ROANOKE TIMES

                         Roanoke Times
                 Copyright (c) 1995, Landmark Communications, Inc.

DATE: SUNDAY, August 28, 1994                   TAG: 9408290016
SECTION: CURRENT                    PAGE: NRV-6   EDITION: NEW RIVER VALLEY 
SOURCE: By KENNETH SINGLETARY STAFF WRITER
DATELINE: CHRISTIANSBURG                                LENGTH: Medium


FRIENDSHIP STRENGTHENED IN STRESS

A terrifying event - a nasty accident on Interstate 81 - brought together Joyce Dilello, a Christiansburg woman, and John Mills, a Wisconsin trucker. Now, it seems, nothing can drive apart the friendship they have forged across time and distance.

Mills was driving his truck north on the interstate near exit 118 in April 1991 when a car driven by an 86-year-old man going the wrong way forced him off the road. He slid across the southbound lane and down an 80-foot hillside.

He was left dangling by his seat belt inside the cab, paralyzed by a crushed vertebrae in his neck. Rescuers arrived and took him to Roanoke Memorial Hospital, where he found himself alone, almost 1,000 miles from his Adams, Wis., home.

That's when Dilello, whom Mills calls his "guardian angel," appeared at his bedside.

"If that was my husband so far from home, I'd want someone to go see about him," Dilello said.

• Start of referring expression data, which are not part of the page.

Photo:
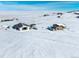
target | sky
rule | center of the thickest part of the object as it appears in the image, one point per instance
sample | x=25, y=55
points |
x=39, y=5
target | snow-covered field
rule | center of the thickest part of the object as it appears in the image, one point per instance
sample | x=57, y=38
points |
x=40, y=43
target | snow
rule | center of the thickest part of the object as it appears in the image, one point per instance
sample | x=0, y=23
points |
x=40, y=43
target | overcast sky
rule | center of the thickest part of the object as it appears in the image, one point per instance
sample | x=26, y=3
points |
x=42, y=5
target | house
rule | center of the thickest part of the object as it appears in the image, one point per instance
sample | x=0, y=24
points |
x=57, y=27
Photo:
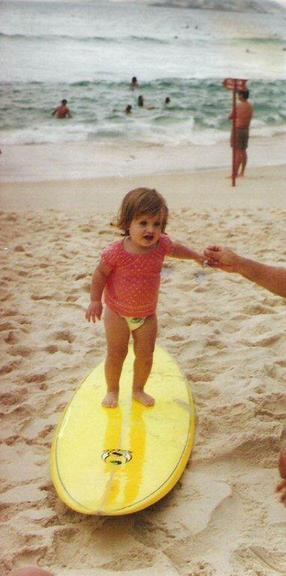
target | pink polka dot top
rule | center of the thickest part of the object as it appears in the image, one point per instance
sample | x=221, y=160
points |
x=132, y=287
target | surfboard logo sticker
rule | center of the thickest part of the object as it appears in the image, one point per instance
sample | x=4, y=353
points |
x=117, y=457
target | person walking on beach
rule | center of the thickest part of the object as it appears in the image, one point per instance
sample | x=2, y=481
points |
x=273, y=278
x=129, y=275
x=243, y=117
x=62, y=111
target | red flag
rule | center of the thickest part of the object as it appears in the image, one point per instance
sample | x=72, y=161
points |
x=235, y=84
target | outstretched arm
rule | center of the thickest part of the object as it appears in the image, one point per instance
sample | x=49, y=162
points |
x=272, y=278
x=183, y=252
x=99, y=279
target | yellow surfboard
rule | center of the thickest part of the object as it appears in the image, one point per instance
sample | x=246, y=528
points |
x=115, y=461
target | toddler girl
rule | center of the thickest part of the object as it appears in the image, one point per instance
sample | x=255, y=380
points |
x=129, y=275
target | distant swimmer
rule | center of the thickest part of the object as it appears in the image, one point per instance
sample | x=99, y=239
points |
x=134, y=83
x=140, y=102
x=62, y=111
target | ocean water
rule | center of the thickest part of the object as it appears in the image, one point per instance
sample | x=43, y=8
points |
x=87, y=52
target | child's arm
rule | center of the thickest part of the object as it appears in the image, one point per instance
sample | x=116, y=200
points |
x=99, y=278
x=181, y=251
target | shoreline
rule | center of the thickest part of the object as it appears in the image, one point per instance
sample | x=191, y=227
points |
x=87, y=160
x=261, y=187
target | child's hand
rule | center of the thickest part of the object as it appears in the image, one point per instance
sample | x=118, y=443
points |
x=94, y=311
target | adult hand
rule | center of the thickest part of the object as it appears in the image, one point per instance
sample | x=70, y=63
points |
x=222, y=258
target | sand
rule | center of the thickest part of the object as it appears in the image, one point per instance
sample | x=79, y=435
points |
x=223, y=518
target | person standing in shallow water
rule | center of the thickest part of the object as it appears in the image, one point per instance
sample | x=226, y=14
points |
x=62, y=111
x=128, y=275
x=243, y=117
x=134, y=83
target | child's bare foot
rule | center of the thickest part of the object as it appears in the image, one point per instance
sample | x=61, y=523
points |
x=143, y=398
x=110, y=400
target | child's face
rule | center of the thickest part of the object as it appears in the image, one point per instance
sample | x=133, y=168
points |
x=145, y=230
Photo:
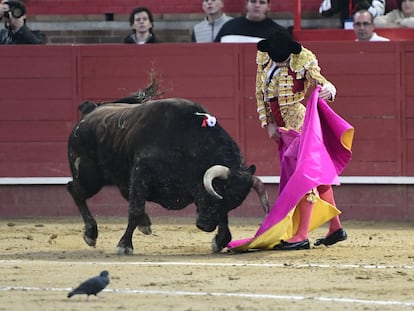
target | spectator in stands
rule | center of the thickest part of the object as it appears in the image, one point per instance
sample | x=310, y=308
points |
x=346, y=8
x=398, y=18
x=252, y=27
x=142, y=23
x=363, y=23
x=16, y=31
x=207, y=30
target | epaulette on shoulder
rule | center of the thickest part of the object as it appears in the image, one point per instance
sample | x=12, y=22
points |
x=302, y=60
x=262, y=58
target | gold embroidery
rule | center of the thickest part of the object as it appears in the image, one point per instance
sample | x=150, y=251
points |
x=305, y=66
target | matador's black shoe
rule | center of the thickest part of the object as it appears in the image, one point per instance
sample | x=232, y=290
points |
x=335, y=237
x=295, y=246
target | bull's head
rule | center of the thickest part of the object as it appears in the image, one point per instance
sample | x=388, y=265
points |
x=238, y=184
x=233, y=186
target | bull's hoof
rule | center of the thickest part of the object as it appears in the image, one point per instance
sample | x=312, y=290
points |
x=89, y=241
x=145, y=229
x=215, y=247
x=124, y=250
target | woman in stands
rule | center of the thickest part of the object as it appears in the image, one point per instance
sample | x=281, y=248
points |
x=142, y=23
x=398, y=18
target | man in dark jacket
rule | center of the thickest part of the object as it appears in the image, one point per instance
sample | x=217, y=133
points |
x=16, y=31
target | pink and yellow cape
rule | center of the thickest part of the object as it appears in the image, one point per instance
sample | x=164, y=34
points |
x=315, y=157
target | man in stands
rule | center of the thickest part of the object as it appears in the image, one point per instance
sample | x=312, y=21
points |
x=16, y=30
x=364, y=27
x=252, y=27
x=346, y=8
x=207, y=30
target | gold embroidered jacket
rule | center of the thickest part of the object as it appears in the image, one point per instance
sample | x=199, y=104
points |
x=287, y=86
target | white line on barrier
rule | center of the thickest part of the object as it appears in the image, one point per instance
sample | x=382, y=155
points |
x=219, y=294
x=375, y=180
x=217, y=264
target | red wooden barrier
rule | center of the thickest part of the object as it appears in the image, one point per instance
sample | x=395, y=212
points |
x=41, y=87
x=44, y=84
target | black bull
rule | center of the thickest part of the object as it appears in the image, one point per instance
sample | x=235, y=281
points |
x=159, y=151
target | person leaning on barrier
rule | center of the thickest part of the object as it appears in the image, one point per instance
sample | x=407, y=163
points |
x=346, y=8
x=207, y=30
x=16, y=31
x=402, y=17
x=363, y=23
x=142, y=24
x=252, y=27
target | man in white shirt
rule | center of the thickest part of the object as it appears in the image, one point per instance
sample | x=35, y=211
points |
x=363, y=23
x=252, y=27
x=207, y=30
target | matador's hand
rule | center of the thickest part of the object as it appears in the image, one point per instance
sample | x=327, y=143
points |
x=273, y=132
x=325, y=94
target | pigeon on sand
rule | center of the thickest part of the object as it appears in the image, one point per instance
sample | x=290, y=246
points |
x=92, y=286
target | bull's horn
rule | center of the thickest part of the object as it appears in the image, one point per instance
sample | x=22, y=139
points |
x=259, y=187
x=216, y=171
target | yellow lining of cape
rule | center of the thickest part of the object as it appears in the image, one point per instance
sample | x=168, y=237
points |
x=285, y=229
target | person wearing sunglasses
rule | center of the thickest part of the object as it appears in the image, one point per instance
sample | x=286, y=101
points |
x=363, y=24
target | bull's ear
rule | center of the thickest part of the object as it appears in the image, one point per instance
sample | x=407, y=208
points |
x=251, y=169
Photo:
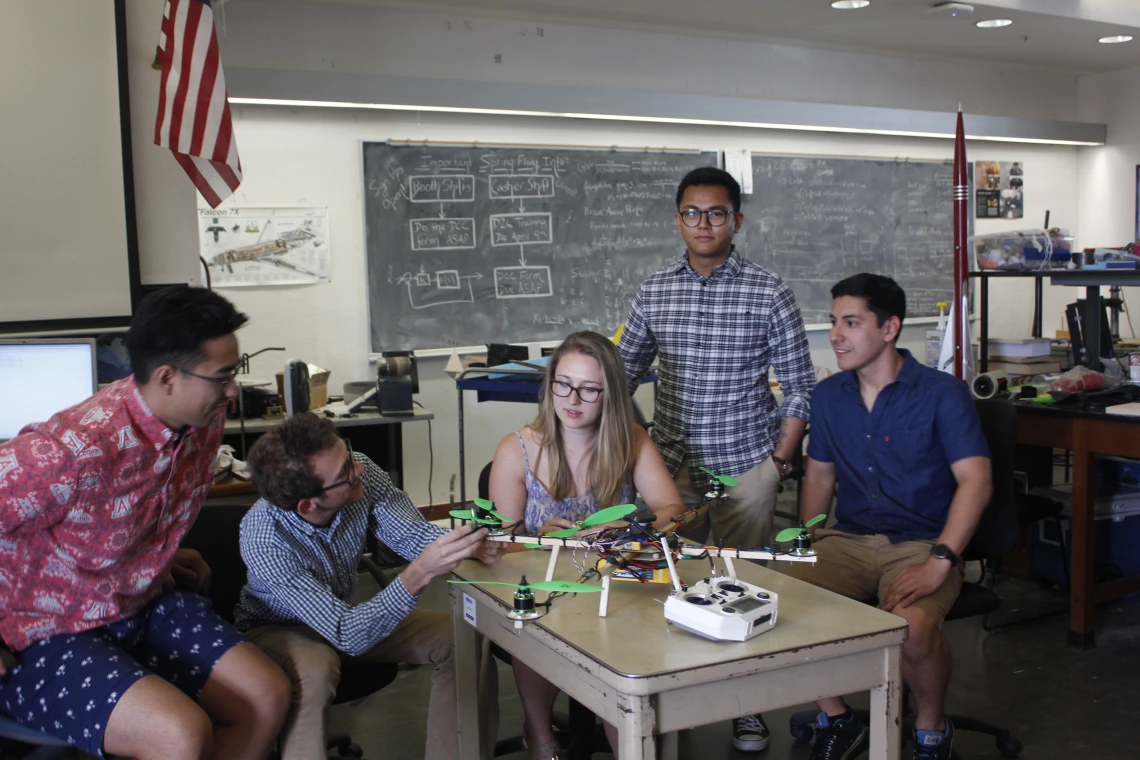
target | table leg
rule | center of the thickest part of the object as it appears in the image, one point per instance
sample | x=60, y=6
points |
x=466, y=676
x=635, y=728
x=886, y=709
x=1081, y=581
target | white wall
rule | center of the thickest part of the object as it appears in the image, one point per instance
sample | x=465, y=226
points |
x=312, y=157
x=1107, y=174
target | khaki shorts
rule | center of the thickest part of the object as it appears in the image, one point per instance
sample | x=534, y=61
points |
x=863, y=568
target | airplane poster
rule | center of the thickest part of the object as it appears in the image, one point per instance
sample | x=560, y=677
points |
x=252, y=246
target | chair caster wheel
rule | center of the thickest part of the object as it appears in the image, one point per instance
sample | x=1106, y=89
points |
x=1009, y=746
x=801, y=726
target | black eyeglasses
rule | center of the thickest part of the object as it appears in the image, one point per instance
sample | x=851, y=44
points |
x=220, y=382
x=586, y=394
x=351, y=480
x=716, y=217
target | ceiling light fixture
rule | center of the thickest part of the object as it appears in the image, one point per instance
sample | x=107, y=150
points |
x=952, y=9
x=656, y=120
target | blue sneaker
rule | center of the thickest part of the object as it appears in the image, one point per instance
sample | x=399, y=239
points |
x=925, y=746
x=838, y=740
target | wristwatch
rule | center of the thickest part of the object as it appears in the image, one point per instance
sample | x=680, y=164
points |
x=943, y=552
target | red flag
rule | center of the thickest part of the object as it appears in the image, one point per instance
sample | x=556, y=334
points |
x=194, y=120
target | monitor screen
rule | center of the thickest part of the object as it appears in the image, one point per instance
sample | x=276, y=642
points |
x=42, y=376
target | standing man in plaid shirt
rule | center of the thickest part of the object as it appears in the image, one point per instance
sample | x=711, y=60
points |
x=718, y=324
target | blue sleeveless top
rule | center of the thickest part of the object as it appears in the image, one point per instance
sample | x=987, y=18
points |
x=542, y=506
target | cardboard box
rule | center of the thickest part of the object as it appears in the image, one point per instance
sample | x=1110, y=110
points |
x=318, y=386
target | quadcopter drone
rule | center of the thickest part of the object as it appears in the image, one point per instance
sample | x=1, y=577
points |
x=721, y=607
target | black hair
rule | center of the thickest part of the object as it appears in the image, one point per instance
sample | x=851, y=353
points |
x=278, y=459
x=710, y=177
x=882, y=295
x=171, y=325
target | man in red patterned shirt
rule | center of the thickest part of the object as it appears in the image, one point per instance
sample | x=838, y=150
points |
x=108, y=654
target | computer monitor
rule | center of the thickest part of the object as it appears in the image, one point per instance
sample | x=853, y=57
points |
x=42, y=376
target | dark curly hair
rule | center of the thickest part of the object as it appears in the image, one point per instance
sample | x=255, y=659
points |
x=278, y=459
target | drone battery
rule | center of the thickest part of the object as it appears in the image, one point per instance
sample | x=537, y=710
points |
x=643, y=574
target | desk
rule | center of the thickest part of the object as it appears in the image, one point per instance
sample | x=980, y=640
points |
x=373, y=434
x=1085, y=434
x=651, y=679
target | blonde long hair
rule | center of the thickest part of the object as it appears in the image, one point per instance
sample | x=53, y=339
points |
x=612, y=456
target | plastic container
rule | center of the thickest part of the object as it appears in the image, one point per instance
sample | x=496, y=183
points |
x=1024, y=251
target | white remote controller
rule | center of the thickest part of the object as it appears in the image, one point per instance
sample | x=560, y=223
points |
x=723, y=609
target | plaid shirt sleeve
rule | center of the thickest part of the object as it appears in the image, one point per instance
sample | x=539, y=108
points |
x=791, y=359
x=637, y=345
x=352, y=630
x=397, y=522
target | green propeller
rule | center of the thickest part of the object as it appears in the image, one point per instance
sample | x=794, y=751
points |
x=790, y=533
x=601, y=516
x=726, y=480
x=483, y=513
x=567, y=587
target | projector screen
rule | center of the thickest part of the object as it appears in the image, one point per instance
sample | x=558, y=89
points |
x=40, y=377
x=66, y=203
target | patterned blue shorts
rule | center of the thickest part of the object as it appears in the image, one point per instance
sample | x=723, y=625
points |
x=67, y=685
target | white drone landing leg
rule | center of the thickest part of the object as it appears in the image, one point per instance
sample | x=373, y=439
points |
x=554, y=561
x=604, y=602
x=673, y=569
x=730, y=568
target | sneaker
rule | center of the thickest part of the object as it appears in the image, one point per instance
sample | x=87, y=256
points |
x=939, y=751
x=838, y=740
x=749, y=734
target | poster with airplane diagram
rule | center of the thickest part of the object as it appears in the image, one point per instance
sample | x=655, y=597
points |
x=263, y=246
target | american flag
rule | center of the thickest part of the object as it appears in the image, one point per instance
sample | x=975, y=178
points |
x=194, y=120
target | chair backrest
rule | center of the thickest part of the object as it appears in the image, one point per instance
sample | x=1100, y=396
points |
x=998, y=530
x=216, y=534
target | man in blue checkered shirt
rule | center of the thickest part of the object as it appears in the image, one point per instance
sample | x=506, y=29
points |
x=717, y=324
x=302, y=545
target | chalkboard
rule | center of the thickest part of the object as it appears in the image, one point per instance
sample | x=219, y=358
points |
x=472, y=245
x=815, y=221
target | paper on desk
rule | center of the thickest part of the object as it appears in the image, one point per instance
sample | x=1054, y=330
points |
x=739, y=163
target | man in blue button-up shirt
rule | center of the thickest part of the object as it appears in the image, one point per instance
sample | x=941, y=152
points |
x=302, y=544
x=904, y=446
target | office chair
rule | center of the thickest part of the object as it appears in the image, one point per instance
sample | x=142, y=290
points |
x=995, y=534
x=216, y=537
x=578, y=732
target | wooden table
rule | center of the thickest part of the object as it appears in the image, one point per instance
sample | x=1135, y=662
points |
x=1086, y=434
x=651, y=679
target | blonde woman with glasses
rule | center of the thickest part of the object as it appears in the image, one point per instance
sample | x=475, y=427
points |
x=581, y=454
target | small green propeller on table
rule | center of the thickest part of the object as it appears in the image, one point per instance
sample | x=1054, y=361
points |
x=792, y=533
x=601, y=516
x=483, y=514
x=724, y=480
x=566, y=587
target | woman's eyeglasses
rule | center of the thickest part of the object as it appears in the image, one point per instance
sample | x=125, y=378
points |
x=586, y=394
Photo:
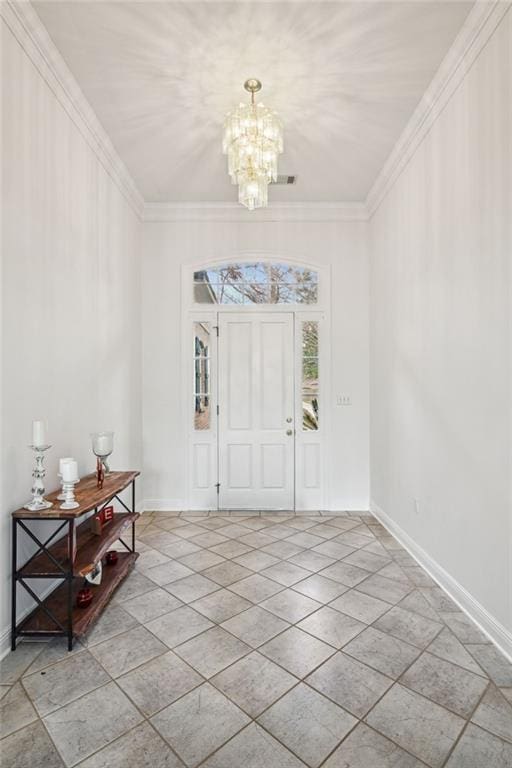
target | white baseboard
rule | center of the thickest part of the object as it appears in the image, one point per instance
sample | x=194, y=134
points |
x=495, y=631
x=162, y=505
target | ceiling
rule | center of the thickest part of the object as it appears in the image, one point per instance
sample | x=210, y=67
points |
x=344, y=76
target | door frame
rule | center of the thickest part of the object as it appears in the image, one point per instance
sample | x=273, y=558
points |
x=202, y=494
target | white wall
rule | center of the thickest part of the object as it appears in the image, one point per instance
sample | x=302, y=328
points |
x=71, y=294
x=168, y=246
x=441, y=249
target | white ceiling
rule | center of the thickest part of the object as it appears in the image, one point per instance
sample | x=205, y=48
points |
x=344, y=76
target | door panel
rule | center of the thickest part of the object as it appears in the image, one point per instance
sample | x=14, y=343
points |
x=256, y=411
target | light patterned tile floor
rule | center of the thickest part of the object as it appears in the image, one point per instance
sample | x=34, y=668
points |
x=249, y=640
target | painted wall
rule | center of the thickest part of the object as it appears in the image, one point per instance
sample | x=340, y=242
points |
x=70, y=294
x=441, y=246
x=169, y=246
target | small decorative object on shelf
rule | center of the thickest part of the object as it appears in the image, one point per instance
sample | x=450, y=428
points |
x=94, y=576
x=100, y=473
x=61, y=496
x=102, y=518
x=84, y=597
x=112, y=557
x=102, y=446
x=69, y=478
x=39, y=446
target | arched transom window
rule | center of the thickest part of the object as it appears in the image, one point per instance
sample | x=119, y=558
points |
x=256, y=283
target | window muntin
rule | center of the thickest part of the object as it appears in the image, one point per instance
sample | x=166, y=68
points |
x=309, y=379
x=256, y=283
x=202, y=378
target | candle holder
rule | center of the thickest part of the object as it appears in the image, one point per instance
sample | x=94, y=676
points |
x=68, y=491
x=62, y=496
x=38, y=501
x=102, y=446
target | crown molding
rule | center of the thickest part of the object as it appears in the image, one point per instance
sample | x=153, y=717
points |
x=236, y=213
x=31, y=34
x=482, y=21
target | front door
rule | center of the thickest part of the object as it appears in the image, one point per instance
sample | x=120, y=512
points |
x=256, y=411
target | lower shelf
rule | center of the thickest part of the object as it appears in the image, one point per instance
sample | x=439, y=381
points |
x=38, y=622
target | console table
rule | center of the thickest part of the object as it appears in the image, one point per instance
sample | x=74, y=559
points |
x=72, y=556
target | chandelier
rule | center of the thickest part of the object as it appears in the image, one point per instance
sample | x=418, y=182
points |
x=253, y=138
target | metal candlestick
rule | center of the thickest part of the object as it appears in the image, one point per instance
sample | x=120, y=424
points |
x=102, y=447
x=68, y=491
x=38, y=473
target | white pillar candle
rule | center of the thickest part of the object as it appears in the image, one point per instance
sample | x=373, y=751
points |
x=103, y=444
x=64, y=461
x=38, y=433
x=70, y=471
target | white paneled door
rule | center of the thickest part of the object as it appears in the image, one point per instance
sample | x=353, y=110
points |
x=256, y=440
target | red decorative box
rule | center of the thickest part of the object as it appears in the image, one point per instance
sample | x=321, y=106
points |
x=104, y=517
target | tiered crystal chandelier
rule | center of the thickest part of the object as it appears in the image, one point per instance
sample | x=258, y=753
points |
x=253, y=138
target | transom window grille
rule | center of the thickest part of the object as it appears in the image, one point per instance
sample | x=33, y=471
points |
x=309, y=375
x=256, y=283
x=202, y=384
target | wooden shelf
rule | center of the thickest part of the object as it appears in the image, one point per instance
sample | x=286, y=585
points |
x=57, y=601
x=87, y=494
x=90, y=548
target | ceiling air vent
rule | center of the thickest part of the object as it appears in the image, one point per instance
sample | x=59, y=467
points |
x=283, y=179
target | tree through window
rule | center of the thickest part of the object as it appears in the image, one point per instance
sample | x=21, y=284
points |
x=256, y=283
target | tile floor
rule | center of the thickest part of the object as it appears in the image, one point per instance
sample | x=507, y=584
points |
x=264, y=641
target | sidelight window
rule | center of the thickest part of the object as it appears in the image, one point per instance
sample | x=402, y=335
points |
x=202, y=383
x=310, y=375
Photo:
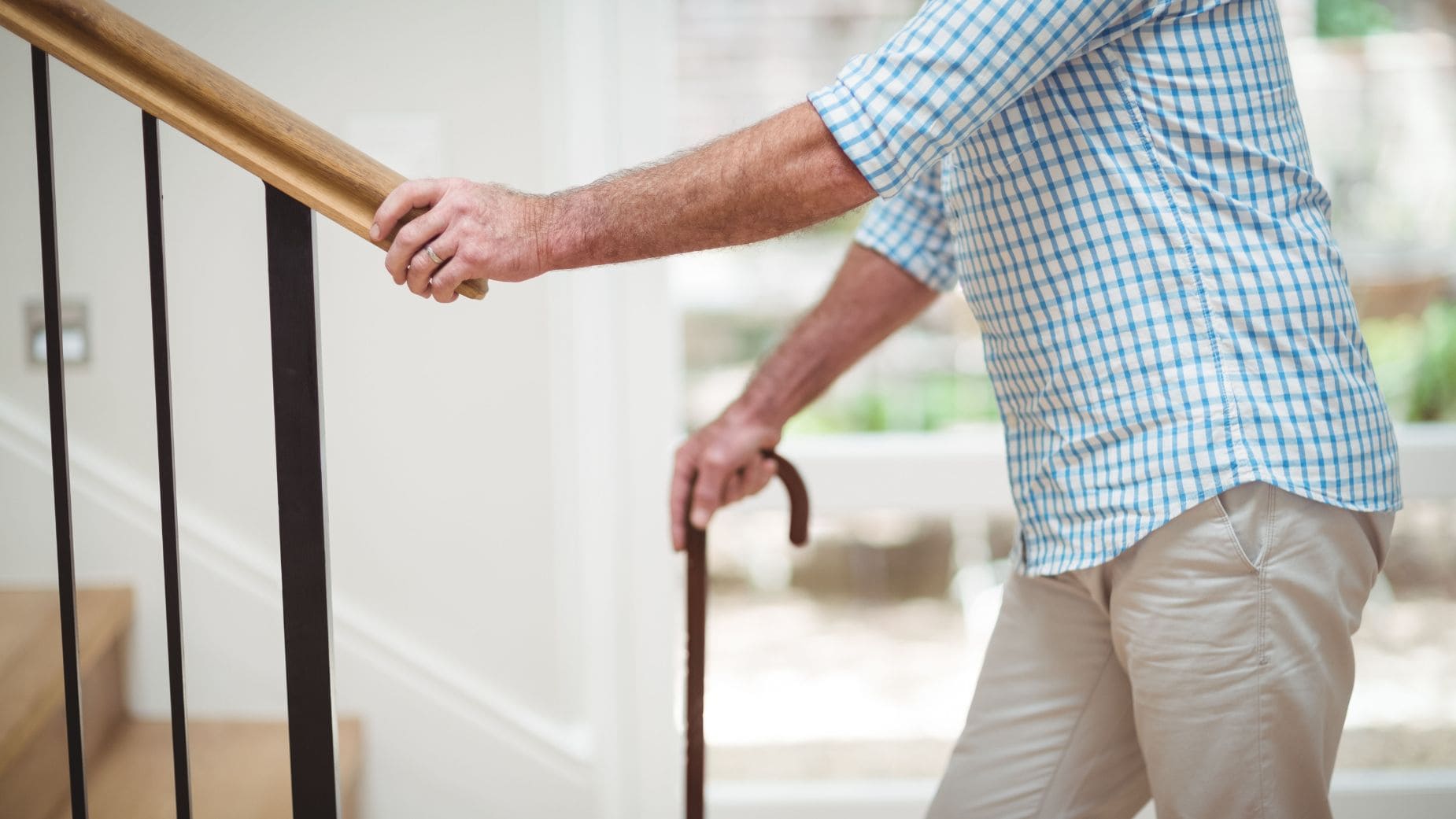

Mills, who turned 81 Saturday, and Dilello, 55, have been friends ever since. They have visited each other, and they talk on the phone about once a week.

Last week, Mills was back in Christiansburg to give a deposition in a civil lawsuit he filed after the accident. Max Jenkins of Radford, Mills' lawyer, said that suit could be settled within two months if he can get a deposition from a Texas man who witnessed the crash.

But Mills was also in the area to renew his friendship with Dilello.

"If it hadn't been for her and that [nurse's] aide up there at that hospital, I'd have starved to death. I didn't have the use of my hands or arms or nothing," he said.

Dilello, whose husband and brother are truckers, kept Mills company during his monthlong stay at Roanoke Memorial. She was there when depression and loneliness hit hard him after his wife and son had to return home, and she arranged to have a Lifeline Ambulance Service of Blacksburg take Mills to Wisconsin when he recovered enough to travel.

Dilello said she hasn't minded coming to Mills' aid. Lending a helping hand is something she learned from her mother.

"It's not strange for me, 'cause I help a lot of people."

Mills, with a thick shock of white hair and a strong voice, still has gratitude in his eyes when he looks at Dilello.

"That's what I call her, my guardian angel."

He's in a wheelchair, but he's feeling better, he said, after an operation in which doctors rebuilt his vertebrae from bones in his hip.

"The old man is still carrying the bucket. He hasn't kicked it yet," he said.

After last week's visit, Dilello and Mills don't know when or if they might next get together. Dilello and her husband made the long drive up to Wisconsin last summer, but getting time off from her new job at Wolverine Gasket Co. in Blacksburg might be difficult.

"I made the remark to my husband that I may never see him again, but my husband said, 'No, we'll go up again.'" she said.